Para nós brasileiros a final teve um olhar diferente do imaginado. Enquanto a expectativa de muitos era um #NeyDay no Estádio do Dragão, a realidade foi mostrado por jogadores como Thiago Silva, que entrou na lista dos brasileiros campeões da Europa; Fernandinho, aclamado pela torcida e que em caso de vitória do City seria o primeiro brasileiro a levantar o caneco; Gabriel Jesus e Ederson, donos de vagas cativas entre os convocados de Tite; fora os que “deixamos escapar” como Jorginho e Emerson Palmieri, naturalizados italianos.

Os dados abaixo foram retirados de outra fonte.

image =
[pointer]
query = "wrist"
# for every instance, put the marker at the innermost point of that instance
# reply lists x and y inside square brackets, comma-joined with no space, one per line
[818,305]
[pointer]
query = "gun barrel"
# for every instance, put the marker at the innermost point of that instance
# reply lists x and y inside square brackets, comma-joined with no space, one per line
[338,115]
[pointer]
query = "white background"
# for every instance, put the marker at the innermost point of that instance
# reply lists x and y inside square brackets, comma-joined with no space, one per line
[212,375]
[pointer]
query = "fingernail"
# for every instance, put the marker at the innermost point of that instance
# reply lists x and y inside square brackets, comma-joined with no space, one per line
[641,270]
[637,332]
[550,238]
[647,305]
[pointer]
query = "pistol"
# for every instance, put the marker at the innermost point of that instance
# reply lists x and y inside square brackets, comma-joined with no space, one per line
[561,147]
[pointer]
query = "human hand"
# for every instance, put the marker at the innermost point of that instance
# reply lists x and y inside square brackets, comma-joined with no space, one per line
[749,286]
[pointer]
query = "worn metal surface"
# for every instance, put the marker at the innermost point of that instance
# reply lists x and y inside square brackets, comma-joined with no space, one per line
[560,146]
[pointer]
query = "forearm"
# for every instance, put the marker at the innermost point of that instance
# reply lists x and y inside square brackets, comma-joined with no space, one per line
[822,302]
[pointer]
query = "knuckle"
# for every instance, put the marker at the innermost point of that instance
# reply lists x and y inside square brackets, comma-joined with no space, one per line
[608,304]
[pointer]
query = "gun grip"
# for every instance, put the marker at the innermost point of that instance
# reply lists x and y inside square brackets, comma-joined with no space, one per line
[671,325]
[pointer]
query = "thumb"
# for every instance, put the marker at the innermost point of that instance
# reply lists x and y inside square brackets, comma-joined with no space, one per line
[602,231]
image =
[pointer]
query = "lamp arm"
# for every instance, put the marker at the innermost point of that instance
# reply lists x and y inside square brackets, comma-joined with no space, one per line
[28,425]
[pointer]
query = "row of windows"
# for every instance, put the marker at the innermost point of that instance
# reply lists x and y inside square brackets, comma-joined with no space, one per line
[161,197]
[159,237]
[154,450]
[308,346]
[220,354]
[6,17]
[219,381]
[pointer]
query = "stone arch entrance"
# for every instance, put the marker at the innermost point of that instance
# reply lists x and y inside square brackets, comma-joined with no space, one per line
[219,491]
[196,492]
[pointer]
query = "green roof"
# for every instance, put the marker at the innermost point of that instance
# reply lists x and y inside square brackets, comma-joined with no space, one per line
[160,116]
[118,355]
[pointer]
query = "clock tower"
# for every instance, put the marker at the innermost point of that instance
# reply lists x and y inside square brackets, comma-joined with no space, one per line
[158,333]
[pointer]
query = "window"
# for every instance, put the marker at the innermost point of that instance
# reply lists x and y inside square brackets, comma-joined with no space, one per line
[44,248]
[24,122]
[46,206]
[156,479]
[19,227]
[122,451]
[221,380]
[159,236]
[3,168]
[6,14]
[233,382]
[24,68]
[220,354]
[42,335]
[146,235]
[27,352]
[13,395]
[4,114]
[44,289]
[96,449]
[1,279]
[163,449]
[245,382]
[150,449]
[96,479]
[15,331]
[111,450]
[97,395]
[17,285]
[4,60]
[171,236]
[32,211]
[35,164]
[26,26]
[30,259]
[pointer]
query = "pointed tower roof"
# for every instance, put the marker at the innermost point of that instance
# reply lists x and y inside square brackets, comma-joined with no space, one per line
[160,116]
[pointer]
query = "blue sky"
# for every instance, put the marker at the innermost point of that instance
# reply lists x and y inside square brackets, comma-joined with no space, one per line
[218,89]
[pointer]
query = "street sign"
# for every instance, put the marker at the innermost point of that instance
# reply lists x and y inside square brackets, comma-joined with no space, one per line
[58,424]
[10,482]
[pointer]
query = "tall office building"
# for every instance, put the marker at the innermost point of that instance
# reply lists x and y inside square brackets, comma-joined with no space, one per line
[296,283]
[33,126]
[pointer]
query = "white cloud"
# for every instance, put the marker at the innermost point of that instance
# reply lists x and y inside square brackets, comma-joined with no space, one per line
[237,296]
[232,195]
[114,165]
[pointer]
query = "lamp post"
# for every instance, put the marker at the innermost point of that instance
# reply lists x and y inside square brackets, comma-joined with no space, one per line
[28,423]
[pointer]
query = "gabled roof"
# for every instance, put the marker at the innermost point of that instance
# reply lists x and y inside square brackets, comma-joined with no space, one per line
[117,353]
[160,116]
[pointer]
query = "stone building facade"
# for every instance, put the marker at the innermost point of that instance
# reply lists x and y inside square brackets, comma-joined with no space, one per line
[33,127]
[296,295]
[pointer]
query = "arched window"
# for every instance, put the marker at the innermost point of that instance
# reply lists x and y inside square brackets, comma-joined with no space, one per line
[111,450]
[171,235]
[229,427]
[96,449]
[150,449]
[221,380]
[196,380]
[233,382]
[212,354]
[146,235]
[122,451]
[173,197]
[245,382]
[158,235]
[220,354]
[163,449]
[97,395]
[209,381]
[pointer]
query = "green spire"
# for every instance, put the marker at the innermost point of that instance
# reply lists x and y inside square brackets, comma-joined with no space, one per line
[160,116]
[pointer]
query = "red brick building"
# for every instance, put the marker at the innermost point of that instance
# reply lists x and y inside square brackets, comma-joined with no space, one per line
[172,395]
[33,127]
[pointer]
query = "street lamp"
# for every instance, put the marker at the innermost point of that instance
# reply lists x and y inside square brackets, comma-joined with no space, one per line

Outro que teve um gosto diferente e amargo nessa final foi Sergio Agüero. Maior artilheiro da história dos Cityzens, o argentino fez sua última partida pelo clube e, com certeza, não era com a perda do título que ele gostaria de ter encerrado uma passagem que durou 10 anos vestindo a mesma camisa.
Poderia me alongar com Timo Werner que poderia ser vilão do jogo devido as oportunidades desperdiçadas caso o caneco não fosse levantado por Azpilicueta, que aliás, outro que daria uma boa história. Por que não falar de Mason Mount, que está no clube desde os 4 anos de idade e certamente sente um gosto muito mais especial que vários deste elenco? Mas paro por aqui.
O objetivo é mostrar que por trás de 11 jogadores de cada lado, exercendo sua profissão enquanto o mundo todo acompanha e escolhe o seu lado, existe uma história muito própria, capaz de fazer o sentido de coletivo se tornar individual e singular. Isso é o futebol!